This Sunday, in this city, we finally get some clarity. If the Dolphins win, they advance to the final stretch run against the three AFC East teams with a legitimate chance for the playoffs.
If they lose, it suggests they're the same old re-run we've been watching for most of the past 15 years.
That simple, right?
You beat a mediocre Pittsburgh team on the road, maybe in the snow, and you will have done just enough in the last month to set up a run for the playoffs. And if it seems we've moved back and forth over this tired ground forever, there's a reason.
"Progress," is the word Dolphins owner Steve Ross stated as his goal in August.
After all they've been through — all they're still going through with the Jonathan Martin investigation — they deserve credit for keeping their season together. But credit is a Sunday-to-Sunday proposition at this point.
Progress would be making the playoffs even by a thread. Progress would be for coach Joe Philbin to take a team that has more talent than its record bears. Progress would be for this defense to Sunday against a one-dimensional Pittsburgh team do what it did to a no-dimensional Jets team last week.
Pittsburgh's one dimension is Ben Roethlisberger's arm. When the Steelers started 0-4, the question was if Roethlisberger was aging, at 31, before his time. He's thrown 13 touchdowns and three interceptions in the past five games and no one's saying that.
"We see what he's doing, we know how good their passing game is," Dolphins cornerback Brent Grimes said.
Roethlisberger has thrown 18 of his 21 touchdown passes this year to receivers. The Dolphins secondary has given up one touchdown to a receiver all year. Answer who wins that matchup and you'll decide what team advances in the knockout phase of December.
And answer this: Is Ryan Tannehill ready to be the tide that lifts this offense?
Before you answer that, consider this: A second-year quarterback lost a top receiver, a couple of offensive lineman, has a bad running game and in his past five games has thrown five touchdowns and five interceptions to help his team to a 3-2 record.
That's not Tannehill.
That's Indianapolis' Andrew Luck.
All the same facts fit for Tannehill except he's thrown six touchdowns and four interceptions in the past five games. Tannehill isn't Luck. He doesn't have his talent or portfolio. But the point here is developing quarterbacks develop more steadily when good pieces are around them.

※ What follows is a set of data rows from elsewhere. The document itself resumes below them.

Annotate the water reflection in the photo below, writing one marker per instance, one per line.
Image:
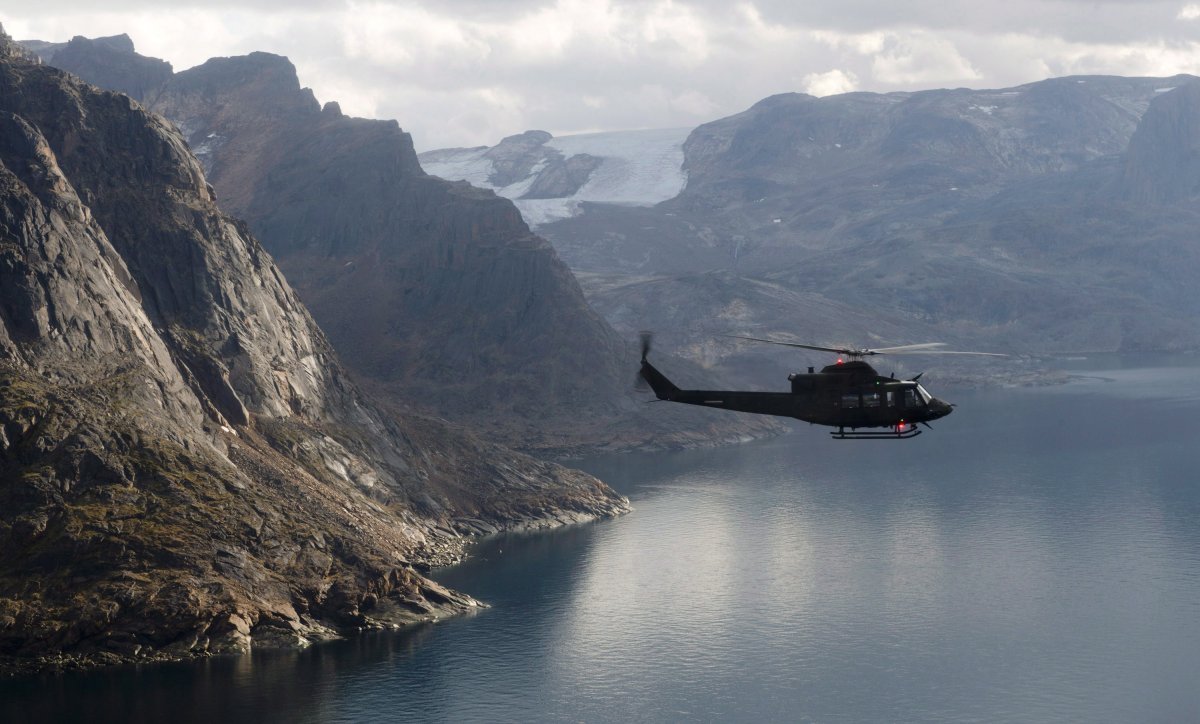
(1037, 557)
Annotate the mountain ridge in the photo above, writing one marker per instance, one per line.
(185, 467)
(437, 294)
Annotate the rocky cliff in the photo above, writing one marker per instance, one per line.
(436, 294)
(1163, 163)
(185, 467)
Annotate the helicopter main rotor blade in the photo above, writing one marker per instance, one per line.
(837, 349)
(921, 348)
(903, 348)
(942, 352)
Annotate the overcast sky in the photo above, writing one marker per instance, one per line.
(468, 72)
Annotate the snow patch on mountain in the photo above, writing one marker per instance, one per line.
(637, 168)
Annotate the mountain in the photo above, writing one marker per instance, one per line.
(435, 293)
(185, 467)
(1049, 216)
(550, 179)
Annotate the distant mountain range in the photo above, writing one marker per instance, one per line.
(550, 179)
(1053, 216)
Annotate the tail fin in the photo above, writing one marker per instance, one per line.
(664, 389)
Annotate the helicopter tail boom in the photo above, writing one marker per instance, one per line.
(664, 389)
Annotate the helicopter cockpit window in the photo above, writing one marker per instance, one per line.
(924, 395)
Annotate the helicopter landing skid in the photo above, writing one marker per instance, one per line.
(910, 431)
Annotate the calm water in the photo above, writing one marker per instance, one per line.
(1035, 558)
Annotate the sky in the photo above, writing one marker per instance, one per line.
(469, 72)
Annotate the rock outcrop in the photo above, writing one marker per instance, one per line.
(436, 294)
(185, 467)
(1163, 162)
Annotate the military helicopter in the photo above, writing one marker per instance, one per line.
(849, 395)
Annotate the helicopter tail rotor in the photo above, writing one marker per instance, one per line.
(646, 339)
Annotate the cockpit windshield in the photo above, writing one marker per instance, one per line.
(924, 395)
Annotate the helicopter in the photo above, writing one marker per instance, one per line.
(849, 394)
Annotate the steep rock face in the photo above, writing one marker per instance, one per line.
(437, 294)
(184, 467)
(1163, 162)
(113, 61)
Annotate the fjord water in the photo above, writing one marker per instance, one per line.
(1035, 558)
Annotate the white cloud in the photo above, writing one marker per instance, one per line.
(467, 72)
(919, 58)
(831, 83)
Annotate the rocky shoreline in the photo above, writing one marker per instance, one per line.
(401, 598)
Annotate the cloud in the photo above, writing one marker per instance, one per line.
(831, 83)
(468, 72)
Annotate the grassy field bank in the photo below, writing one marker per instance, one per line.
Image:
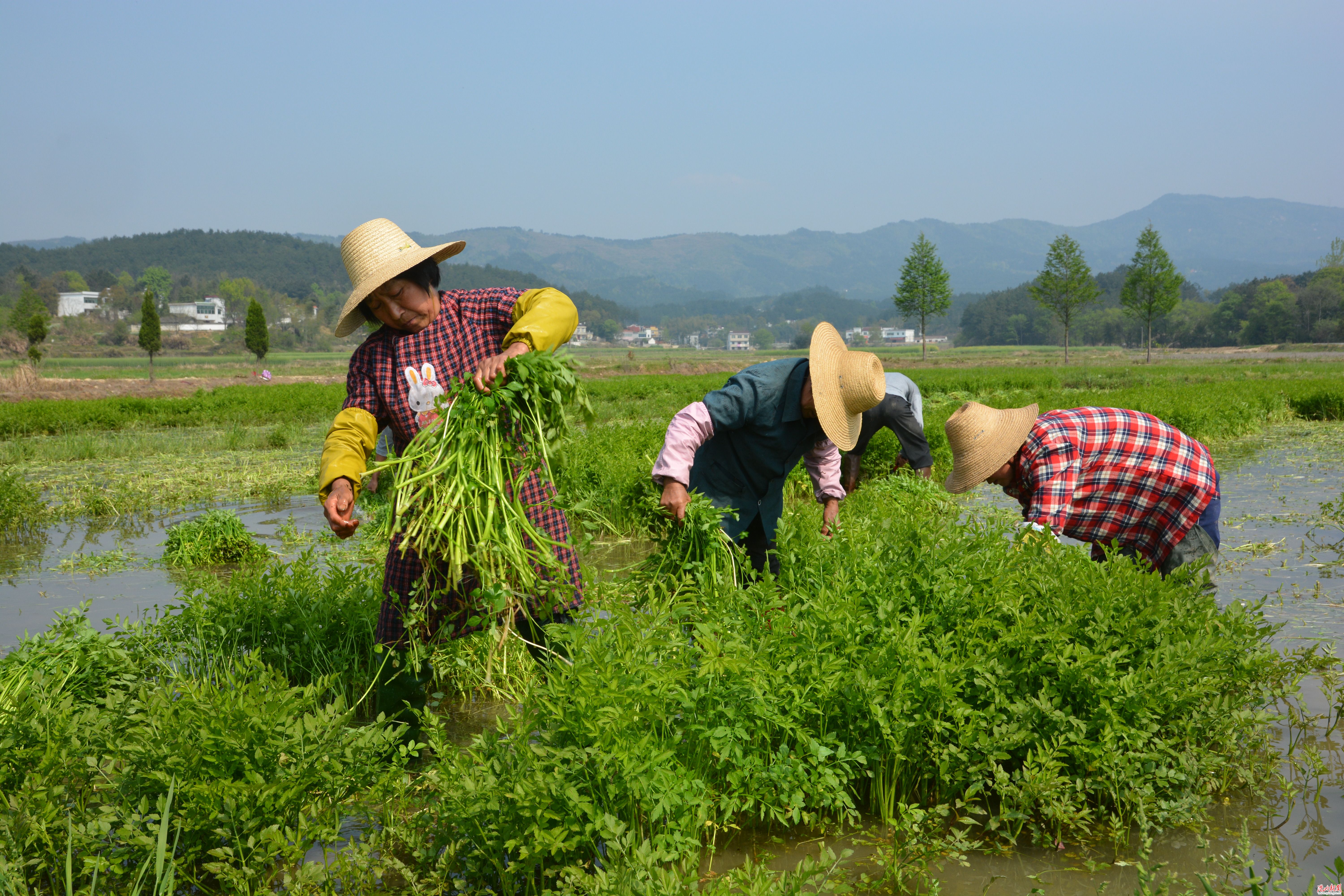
(122, 454)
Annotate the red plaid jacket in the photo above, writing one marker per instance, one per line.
(1104, 473)
(470, 328)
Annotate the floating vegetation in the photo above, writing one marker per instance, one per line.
(22, 508)
(1261, 549)
(101, 563)
(214, 538)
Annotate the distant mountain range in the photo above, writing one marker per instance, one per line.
(1213, 241)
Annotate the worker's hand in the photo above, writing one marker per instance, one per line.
(830, 511)
(338, 508)
(675, 499)
(493, 369)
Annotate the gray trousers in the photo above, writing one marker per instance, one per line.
(1195, 545)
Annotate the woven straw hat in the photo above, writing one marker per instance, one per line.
(374, 253)
(845, 385)
(983, 440)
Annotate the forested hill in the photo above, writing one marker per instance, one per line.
(276, 261)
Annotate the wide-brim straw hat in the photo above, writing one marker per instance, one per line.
(376, 253)
(845, 385)
(983, 440)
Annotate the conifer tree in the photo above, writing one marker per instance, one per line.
(923, 291)
(256, 336)
(37, 334)
(1066, 284)
(1152, 285)
(151, 334)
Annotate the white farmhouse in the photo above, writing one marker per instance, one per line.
(209, 311)
(73, 304)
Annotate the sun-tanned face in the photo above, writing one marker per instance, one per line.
(404, 306)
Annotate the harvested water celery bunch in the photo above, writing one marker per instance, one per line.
(456, 488)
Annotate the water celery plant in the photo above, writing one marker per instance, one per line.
(456, 491)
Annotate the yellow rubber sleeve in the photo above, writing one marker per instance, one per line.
(350, 444)
(545, 319)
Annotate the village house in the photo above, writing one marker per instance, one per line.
(73, 304)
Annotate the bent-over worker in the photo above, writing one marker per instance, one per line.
(739, 445)
(429, 336)
(901, 410)
(1099, 475)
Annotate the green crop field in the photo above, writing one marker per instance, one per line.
(923, 680)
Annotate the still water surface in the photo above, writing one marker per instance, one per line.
(1275, 549)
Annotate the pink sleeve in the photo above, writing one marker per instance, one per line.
(823, 464)
(689, 431)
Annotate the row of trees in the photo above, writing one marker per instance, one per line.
(1303, 308)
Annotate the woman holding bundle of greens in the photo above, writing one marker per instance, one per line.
(428, 338)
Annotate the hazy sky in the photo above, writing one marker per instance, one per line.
(644, 119)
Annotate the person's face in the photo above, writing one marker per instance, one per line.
(810, 408)
(404, 306)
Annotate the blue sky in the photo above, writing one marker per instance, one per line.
(639, 120)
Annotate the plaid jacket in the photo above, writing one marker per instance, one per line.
(1103, 473)
(470, 328)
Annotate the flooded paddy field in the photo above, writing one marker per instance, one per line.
(1279, 549)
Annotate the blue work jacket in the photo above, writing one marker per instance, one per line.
(760, 435)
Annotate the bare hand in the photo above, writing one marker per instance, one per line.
(338, 508)
(674, 500)
(831, 510)
(493, 367)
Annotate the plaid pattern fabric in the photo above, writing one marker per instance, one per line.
(1103, 473)
(470, 328)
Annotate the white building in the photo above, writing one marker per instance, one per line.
(892, 335)
(73, 304)
(208, 311)
(581, 335)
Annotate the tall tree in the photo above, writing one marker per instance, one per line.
(923, 291)
(37, 334)
(159, 281)
(1334, 258)
(1152, 285)
(1066, 284)
(151, 334)
(256, 336)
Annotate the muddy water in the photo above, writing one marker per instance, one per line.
(1275, 549)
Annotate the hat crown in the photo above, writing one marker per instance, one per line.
(373, 246)
(862, 382)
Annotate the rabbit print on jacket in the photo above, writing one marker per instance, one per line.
(424, 390)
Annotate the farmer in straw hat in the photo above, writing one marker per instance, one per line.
(739, 445)
(1099, 475)
(427, 338)
(901, 410)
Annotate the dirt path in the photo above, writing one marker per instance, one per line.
(26, 389)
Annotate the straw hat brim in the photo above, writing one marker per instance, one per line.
(351, 319)
(1006, 436)
(825, 361)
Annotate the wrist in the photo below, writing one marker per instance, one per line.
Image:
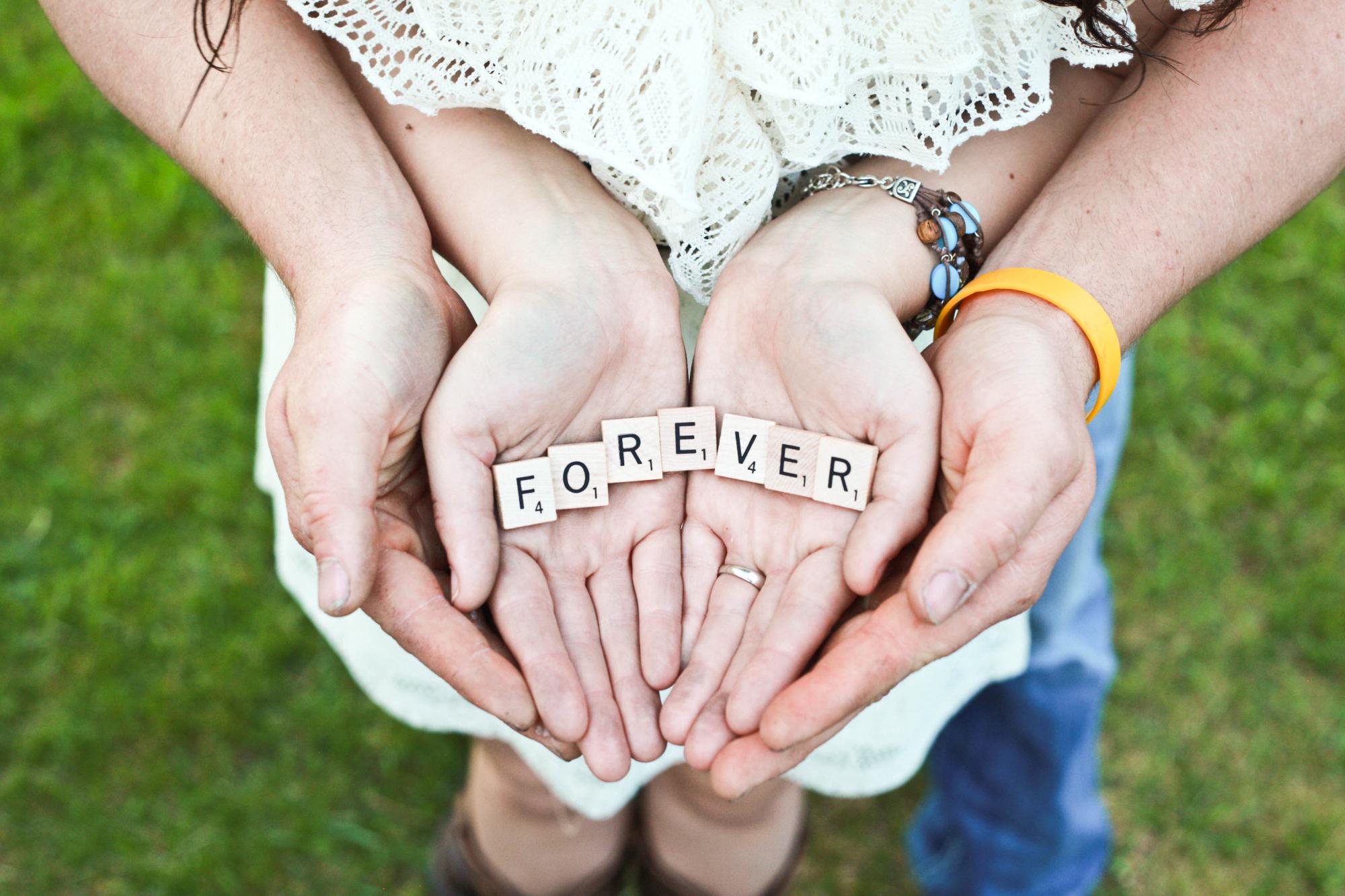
(1070, 346)
(833, 243)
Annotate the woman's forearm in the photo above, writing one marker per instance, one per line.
(280, 140)
(1171, 185)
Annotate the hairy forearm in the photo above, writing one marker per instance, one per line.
(280, 140)
(1171, 185)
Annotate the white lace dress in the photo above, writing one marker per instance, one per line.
(696, 115)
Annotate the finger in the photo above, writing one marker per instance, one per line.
(814, 598)
(903, 485)
(748, 762)
(410, 604)
(895, 641)
(465, 503)
(334, 482)
(657, 569)
(614, 599)
(703, 555)
(711, 731)
(527, 618)
(605, 743)
(715, 650)
(1007, 489)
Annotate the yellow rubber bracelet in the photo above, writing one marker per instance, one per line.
(1066, 295)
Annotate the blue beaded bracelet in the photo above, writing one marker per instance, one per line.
(945, 221)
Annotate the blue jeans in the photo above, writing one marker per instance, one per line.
(1016, 805)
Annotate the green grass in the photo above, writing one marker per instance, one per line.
(170, 723)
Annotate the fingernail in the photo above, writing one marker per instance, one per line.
(333, 585)
(945, 594)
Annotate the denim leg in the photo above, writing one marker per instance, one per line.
(1015, 805)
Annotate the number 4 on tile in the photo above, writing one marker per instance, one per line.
(524, 493)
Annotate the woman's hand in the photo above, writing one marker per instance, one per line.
(1017, 479)
(583, 327)
(804, 331)
(344, 425)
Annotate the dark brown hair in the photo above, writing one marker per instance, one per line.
(1096, 28)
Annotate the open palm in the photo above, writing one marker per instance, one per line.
(827, 358)
(590, 604)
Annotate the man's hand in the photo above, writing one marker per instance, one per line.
(1017, 479)
(804, 331)
(344, 424)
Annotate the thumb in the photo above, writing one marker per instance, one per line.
(333, 455)
(1009, 482)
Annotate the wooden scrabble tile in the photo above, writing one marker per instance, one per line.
(633, 450)
(792, 460)
(687, 439)
(579, 475)
(845, 473)
(743, 448)
(524, 493)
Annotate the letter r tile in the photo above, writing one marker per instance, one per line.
(633, 450)
(845, 473)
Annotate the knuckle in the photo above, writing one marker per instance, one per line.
(318, 510)
(1001, 540)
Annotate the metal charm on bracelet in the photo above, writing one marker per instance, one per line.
(945, 221)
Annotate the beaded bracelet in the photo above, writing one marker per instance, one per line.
(945, 221)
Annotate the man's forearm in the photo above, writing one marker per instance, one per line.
(280, 140)
(1171, 185)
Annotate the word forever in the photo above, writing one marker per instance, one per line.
(796, 462)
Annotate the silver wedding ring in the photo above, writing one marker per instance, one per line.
(748, 575)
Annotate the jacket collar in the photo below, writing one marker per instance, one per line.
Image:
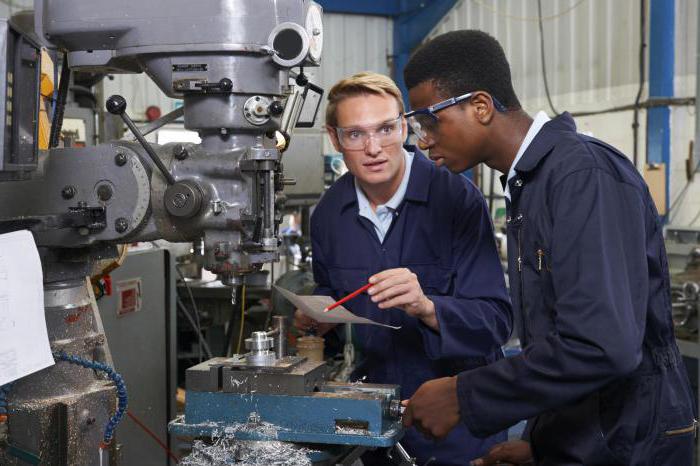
(544, 141)
(418, 182)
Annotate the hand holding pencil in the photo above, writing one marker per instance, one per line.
(397, 288)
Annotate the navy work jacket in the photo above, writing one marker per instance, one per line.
(600, 375)
(443, 233)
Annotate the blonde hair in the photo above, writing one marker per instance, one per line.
(366, 82)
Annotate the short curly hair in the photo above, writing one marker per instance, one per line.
(463, 61)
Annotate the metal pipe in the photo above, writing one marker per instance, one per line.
(696, 146)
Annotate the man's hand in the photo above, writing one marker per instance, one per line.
(305, 324)
(515, 452)
(400, 288)
(434, 408)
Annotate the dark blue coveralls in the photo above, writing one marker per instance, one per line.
(442, 232)
(600, 372)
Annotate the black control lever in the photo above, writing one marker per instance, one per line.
(116, 105)
(224, 85)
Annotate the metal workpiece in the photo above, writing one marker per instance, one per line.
(279, 333)
(260, 346)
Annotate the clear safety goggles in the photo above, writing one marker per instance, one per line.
(356, 137)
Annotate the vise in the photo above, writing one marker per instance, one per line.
(289, 398)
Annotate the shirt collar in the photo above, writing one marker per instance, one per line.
(540, 119)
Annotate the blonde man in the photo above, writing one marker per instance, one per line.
(423, 237)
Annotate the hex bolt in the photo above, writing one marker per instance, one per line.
(121, 225)
(276, 108)
(120, 159)
(104, 192)
(179, 200)
(180, 152)
(68, 192)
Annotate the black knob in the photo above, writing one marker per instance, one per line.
(276, 108)
(302, 80)
(116, 105)
(225, 85)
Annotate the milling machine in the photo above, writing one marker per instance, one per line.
(230, 61)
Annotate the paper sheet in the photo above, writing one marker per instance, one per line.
(24, 342)
(313, 307)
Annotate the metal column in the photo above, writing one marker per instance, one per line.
(661, 73)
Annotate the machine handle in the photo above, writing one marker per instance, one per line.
(116, 105)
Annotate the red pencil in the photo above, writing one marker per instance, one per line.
(348, 297)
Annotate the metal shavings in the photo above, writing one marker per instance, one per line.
(224, 452)
(225, 449)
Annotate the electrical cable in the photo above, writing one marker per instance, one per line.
(122, 401)
(4, 404)
(642, 65)
(527, 18)
(202, 342)
(240, 333)
(542, 58)
(153, 436)
(195, 309)
(649, 103)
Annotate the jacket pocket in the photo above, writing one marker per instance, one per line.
(675, 446)
(625, 412)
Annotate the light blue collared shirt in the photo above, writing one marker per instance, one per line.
(384, 214)
(540, 119)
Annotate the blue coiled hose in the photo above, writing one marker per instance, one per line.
(118, 382)
(4, 391)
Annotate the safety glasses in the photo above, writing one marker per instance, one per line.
(356, 138)
(424, 122)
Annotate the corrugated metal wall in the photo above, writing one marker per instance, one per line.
(10, 7)
(592, 49)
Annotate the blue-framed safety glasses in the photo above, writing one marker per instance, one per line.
(424, 121)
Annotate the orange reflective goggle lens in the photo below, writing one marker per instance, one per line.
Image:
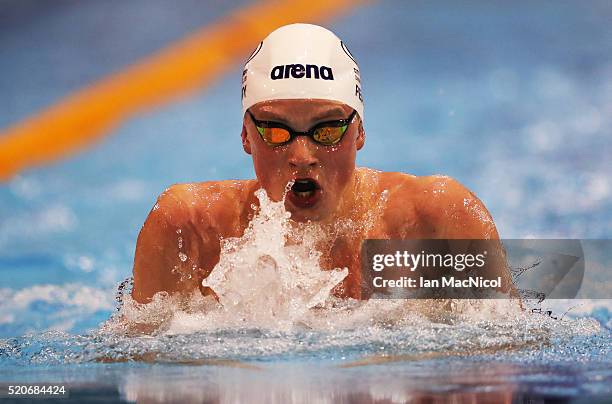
(325, 133)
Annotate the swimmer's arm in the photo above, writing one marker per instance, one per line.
(167, 253)
(457, 213)
(445, 209)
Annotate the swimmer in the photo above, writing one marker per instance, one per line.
(303, 118)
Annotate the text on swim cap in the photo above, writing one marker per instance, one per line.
(298, 71)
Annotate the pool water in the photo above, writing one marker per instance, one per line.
(513, 99)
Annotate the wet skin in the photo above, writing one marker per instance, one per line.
(179, 244)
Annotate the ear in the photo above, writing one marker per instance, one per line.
(246, 144)
(360, 136)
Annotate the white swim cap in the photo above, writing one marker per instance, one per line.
(301, 61)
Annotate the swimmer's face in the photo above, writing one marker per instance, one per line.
(321, 173)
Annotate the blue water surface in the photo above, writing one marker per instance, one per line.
(513, 99)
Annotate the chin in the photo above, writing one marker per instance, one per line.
(302, 215)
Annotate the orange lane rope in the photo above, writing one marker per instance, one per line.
(83, 117)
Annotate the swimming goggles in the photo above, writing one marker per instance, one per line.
(326, 133)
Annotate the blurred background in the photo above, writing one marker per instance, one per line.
(104, 104)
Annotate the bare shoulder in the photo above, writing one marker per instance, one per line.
(211, 203)
(179, 242)
(435, 206)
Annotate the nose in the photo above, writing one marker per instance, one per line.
(302, 153)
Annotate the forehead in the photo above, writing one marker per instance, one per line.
(307, 108)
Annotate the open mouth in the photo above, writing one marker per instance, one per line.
(304, 192)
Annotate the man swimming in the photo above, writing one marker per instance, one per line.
(302, 125)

Maybe Tannehill and offensive coordinator Mike Sherman have found something of late. Tannehill has completed at least 62 percent of his passes in the past five games and his rating in each game has been above his 83.2 for the season (Luck's rating: 82.4).
Some of that is the offensive line has settled down. "I don't know how many times I hit the ground — maybe two or three tops," Tannehill said of last week's Jets win.
Pittsburgh presents an inviting target, too. Two years ago, it had the top-rated defense in the league. But it got old quickly and ranks 13th now (the Dolphins are 14th). In the pesky sack statistics that has troubled the Dolphins, the Steelers rank an unthreatening 27th.
Last year, the Dolphins had a 5-7 record at this point and talked of running the table. That didn't come. In 2009 and 2010, they were this same 6-6 and talked of making a run that also never happened.
We could turn the pages through the years. And turn them. But what's the point? Everyone's weary of the Dolphins of the past decade.
"We're in a win-or-be-home-in-January [mode] and we want to keep playing," Tannehill said.
Pittsburgh has the same idea. A week ago, the Dolphins knocked out a bad Jets team. Now they try to do the same to a better Steelers team. Progress? This is a Sunday to show some.